Io posso parlarti sola della mia esperienza particolare.
Io varco il "confine" ogni mattina quando esco di casa, saluto mia mamma in italiano o in punjabi (lingua dell'India settentrionale), ogni tanto saluto a mani giunte davanti all'effige dei nostri Guru, ed esco. A quel punto sono in Italia. E sono Italiano. La mia lingua è l'italiano, i miei discorsi sono più o meno quelli di un italiano della mia età (ma ad eccezione di questi io non parlo e non mi interesso mai di calcio, e non sfoglio la gazzetta dello sport, piuttosto Repubblica o Internazionale), i miei desideri sono quelli di un italiano, i miei sogni sono quelli di un italiano ma forse si spostano un pò più in là e un pò più sù rispetto ai confini tradizionali, anch'io, come qualsiasi coetaneo italiano, ogni tanto esclamo "i cinesi ci stanno invadendo!"

, però adoro guardare i volti di questi "stranieri" che non si pongono il minimo problema sull'esserlo o meno, mi piace ascoltare i loro accenti, dal cinese al marocchino, dall'albanese al rumeno.
In Italia sono italiano, se non quando mi viene chiesto "di dove sei?"; vorrei rispondere "sono ci Città di C..." ma non è questo che vogliono sentirsi dire, e allora sommessamente rispondo "sono indiano". Sono italiano se non quando faccio la fila assieme ad altri "stranieri" davanti alla questura; quando all'aereoporto italiano la mia fila non è quella per gli "Italian citizens" ma quella dei "Foreigners". Quanto seguo attentamente tutta la campagna elettorale ma non posso andare ad esprimere il mio voto. Quando le mie possibilità di lavoro, carriera, spostamento sono condizionate alla mia nazionalità. Ed in poche altre occasioni come queste.

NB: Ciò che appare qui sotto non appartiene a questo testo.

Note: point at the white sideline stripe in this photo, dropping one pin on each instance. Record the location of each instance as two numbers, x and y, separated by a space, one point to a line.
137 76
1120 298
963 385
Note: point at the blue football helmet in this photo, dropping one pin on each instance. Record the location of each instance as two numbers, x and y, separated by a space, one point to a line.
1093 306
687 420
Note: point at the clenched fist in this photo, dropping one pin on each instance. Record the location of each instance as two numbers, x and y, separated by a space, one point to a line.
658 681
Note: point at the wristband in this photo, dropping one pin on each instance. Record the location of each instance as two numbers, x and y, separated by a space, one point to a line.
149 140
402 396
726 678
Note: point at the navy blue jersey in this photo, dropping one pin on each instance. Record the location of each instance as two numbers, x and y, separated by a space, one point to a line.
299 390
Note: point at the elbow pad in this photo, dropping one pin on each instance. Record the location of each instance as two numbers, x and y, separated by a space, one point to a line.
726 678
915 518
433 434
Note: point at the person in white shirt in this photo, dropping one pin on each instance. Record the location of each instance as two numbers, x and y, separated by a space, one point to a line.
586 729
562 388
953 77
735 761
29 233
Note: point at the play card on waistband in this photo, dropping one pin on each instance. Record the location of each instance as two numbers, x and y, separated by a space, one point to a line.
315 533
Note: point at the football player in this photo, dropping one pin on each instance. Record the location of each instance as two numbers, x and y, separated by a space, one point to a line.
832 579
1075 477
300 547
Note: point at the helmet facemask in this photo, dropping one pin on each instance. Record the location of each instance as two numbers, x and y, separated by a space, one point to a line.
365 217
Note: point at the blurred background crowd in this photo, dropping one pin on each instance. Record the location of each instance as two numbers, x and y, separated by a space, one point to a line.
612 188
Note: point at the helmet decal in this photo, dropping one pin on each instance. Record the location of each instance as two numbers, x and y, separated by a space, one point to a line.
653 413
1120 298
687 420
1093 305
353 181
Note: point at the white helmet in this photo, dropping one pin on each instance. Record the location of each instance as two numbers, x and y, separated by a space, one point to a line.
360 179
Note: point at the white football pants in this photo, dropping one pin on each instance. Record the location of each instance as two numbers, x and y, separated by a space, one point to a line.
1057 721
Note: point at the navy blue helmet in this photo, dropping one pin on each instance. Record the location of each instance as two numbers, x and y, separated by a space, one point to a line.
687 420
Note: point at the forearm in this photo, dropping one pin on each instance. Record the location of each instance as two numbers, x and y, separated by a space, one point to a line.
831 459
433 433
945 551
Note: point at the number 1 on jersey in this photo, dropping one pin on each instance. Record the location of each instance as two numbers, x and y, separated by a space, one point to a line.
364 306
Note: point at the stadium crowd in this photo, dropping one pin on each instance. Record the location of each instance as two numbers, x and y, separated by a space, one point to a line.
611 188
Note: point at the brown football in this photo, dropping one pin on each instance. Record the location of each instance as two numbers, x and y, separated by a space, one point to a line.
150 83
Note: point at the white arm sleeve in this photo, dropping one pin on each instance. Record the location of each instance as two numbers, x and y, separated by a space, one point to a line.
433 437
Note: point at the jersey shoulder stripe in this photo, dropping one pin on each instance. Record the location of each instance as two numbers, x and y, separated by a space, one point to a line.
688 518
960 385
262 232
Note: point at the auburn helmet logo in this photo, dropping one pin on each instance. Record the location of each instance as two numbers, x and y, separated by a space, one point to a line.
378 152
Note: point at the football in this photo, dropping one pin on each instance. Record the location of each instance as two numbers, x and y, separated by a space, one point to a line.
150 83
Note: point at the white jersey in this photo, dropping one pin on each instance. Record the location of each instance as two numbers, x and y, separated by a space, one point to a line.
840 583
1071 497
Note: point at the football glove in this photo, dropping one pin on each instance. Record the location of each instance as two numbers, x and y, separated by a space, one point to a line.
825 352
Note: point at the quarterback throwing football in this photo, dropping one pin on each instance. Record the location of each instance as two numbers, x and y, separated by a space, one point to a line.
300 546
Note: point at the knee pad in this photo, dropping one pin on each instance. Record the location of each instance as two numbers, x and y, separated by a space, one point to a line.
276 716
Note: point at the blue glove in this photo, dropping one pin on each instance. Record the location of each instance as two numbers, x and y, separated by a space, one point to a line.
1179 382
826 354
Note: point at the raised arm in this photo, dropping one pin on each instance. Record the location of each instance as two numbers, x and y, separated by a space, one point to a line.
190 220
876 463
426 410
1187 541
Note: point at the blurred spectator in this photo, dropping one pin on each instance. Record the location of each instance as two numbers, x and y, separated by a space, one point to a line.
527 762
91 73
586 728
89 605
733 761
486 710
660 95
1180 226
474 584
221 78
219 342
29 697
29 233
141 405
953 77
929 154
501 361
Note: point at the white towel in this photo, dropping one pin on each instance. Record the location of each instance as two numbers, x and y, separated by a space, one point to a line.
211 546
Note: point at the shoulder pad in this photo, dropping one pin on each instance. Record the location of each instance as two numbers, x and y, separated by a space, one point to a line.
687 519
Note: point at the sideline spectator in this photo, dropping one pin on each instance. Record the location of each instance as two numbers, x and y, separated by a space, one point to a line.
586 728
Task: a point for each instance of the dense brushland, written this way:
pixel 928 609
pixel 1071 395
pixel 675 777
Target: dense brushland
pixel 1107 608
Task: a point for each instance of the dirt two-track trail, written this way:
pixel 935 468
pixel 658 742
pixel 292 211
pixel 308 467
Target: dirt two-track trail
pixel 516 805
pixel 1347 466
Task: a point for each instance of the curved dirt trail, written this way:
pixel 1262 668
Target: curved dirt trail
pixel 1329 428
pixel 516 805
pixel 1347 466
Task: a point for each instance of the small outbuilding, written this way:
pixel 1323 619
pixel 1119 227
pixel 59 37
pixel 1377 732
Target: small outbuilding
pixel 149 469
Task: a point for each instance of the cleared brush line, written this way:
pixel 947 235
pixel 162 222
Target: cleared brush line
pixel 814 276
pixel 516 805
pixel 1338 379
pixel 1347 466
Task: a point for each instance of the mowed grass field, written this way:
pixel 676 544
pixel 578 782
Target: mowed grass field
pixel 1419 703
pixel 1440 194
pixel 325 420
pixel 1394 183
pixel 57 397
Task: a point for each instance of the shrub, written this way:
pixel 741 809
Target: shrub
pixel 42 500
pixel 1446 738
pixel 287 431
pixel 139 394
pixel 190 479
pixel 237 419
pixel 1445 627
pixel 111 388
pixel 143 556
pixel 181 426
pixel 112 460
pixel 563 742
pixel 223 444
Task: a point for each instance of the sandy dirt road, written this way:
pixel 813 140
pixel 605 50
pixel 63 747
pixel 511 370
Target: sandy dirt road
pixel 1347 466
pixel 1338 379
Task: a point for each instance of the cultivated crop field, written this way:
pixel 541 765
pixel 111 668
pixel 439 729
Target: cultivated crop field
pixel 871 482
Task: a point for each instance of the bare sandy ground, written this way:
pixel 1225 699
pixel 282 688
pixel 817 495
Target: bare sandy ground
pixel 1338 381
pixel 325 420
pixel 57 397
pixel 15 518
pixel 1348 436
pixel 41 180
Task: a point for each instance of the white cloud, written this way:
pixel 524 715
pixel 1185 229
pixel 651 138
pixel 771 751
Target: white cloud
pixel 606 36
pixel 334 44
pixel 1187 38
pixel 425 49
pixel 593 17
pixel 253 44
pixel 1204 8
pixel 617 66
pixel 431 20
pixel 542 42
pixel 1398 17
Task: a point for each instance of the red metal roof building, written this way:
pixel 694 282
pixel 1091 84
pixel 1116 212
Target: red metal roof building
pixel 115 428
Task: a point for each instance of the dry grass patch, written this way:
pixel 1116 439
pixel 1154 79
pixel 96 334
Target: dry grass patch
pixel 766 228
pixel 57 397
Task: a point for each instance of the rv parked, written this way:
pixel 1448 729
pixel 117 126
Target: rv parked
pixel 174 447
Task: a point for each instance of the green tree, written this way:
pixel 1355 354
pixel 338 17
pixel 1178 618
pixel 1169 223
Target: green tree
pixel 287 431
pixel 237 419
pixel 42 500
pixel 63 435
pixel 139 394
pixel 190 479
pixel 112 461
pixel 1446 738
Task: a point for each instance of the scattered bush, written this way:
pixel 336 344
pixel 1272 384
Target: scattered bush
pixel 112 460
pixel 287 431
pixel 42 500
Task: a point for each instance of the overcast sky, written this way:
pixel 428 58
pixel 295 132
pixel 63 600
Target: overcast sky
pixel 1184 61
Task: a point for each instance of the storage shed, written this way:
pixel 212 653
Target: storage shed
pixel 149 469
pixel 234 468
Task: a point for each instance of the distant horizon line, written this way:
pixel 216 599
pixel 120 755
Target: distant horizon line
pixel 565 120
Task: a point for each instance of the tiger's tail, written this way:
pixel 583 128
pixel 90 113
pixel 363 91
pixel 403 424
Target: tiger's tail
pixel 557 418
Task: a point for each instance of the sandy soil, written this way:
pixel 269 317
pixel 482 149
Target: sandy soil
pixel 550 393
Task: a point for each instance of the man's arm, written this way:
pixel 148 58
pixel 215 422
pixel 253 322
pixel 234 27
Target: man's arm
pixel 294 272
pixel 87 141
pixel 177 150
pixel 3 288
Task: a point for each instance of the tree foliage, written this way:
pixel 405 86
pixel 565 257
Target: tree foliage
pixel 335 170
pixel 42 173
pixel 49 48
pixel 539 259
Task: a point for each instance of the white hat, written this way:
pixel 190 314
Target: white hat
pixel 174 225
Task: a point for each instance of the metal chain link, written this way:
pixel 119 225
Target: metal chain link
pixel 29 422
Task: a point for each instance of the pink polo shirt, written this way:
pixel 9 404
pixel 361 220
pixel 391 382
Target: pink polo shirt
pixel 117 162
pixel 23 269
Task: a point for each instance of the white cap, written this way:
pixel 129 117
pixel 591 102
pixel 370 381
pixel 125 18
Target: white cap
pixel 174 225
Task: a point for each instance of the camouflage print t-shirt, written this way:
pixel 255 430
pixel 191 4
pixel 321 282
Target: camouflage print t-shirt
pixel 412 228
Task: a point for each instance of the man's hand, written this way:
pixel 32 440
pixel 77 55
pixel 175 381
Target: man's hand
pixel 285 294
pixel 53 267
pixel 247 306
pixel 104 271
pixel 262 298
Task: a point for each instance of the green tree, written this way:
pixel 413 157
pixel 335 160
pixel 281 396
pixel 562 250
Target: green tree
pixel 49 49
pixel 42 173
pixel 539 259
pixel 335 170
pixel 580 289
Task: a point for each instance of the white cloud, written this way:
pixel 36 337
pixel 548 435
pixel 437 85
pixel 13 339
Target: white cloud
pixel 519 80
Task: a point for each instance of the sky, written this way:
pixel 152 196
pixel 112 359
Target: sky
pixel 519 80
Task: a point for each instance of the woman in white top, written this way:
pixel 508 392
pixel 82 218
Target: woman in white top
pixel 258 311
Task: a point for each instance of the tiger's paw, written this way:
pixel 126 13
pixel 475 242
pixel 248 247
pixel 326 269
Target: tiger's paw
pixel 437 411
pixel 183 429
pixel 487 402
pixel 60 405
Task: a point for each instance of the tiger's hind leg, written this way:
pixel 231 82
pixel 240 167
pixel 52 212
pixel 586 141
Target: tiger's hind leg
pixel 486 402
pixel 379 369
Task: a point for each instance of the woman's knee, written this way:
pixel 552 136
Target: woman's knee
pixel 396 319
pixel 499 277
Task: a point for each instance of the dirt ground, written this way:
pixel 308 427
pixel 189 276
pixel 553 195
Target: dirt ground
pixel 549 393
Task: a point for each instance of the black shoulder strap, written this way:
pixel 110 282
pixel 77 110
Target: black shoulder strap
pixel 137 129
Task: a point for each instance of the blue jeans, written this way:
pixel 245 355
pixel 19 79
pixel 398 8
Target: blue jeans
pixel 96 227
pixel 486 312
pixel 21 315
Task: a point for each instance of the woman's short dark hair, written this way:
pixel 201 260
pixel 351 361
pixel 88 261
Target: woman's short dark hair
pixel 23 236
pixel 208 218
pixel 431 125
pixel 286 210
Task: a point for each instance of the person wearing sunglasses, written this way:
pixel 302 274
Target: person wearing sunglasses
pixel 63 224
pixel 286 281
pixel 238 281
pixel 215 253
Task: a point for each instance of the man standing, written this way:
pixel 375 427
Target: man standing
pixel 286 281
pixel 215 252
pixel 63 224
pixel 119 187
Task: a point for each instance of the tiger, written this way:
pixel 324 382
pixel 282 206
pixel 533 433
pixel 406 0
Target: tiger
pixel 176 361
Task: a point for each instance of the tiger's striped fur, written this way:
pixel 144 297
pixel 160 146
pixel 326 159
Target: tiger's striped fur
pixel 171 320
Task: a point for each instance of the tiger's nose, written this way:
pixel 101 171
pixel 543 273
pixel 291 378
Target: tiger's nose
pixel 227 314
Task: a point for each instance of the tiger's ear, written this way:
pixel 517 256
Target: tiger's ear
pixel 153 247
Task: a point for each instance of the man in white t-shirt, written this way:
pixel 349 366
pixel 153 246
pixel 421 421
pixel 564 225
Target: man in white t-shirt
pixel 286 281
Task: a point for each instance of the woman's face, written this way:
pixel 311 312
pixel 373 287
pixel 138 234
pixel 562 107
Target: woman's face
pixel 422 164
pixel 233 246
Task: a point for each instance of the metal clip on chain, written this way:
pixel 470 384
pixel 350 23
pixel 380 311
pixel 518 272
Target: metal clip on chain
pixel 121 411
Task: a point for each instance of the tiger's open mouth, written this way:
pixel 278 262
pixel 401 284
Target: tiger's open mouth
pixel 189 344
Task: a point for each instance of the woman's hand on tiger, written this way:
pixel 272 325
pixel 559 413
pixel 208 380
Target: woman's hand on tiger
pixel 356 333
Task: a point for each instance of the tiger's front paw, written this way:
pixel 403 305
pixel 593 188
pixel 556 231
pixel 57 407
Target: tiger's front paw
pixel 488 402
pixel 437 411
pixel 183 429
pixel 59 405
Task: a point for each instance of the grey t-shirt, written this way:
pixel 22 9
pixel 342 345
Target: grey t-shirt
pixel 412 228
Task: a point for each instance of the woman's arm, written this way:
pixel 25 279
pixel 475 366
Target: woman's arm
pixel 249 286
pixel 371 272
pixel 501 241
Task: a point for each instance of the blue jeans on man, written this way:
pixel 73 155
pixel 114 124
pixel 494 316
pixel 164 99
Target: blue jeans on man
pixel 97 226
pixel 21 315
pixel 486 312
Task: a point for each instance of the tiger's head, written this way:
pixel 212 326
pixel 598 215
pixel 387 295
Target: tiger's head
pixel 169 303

Comunque, il mio rapporto con la comunità di appartenenza dei miei genitori, ovvero quella dei Punjabi, è quasi nulla.
Purtroppo, o per fortuna, viviamo in un luogo dove questa comunità è pressochè assente. I miei genitori sono quasi il mio unico rapporto con le mie origini. Ed è un rapporto flebile, basato sulla lingua, sul cibo e su poche altre cose. Con loro sò che di certe cose non si può parlare, e altre cose loro non le possono capire (limiti linguistici miei e loro, cultura, interessi, ecc. ).
Io non sò cosa mi rende diverso da un italiano e probabilmente non lo sà neanche un italiano cosa lo rende diverso o "straniero" rispetto ad un altro italiano o rispetto ad uno "straniero".
Viviamo talmente atomizzati in questa società (il vivere fuori dalla loro comunità, equivale per i miei genitori a non aver rapporti con il mondo, dato che i rapporti con i loro amici/colleghi italiani sono inesistenti per il non sentito bisogno di crearli, da ambo le parti) che non sappiamo neanche che vita fanno i nostri vicini di casa, che problemi abbiano o cosa pensino di noi.
Siamo tutti "stranieri" in occidente, ma per le istituzioni siamo stranieri a livelli diversi: le caste le fanno le istituzioni, perchè se qualcuno deve stare meglio qualcun'altro deve stare peggio, se qualcuno deve avere più diritti qualcun'altro ne deve avere di meno.....
se è vero che nulla si crea o si distrugge.
PS: c'avete capito qualcosa di quello che ho detto?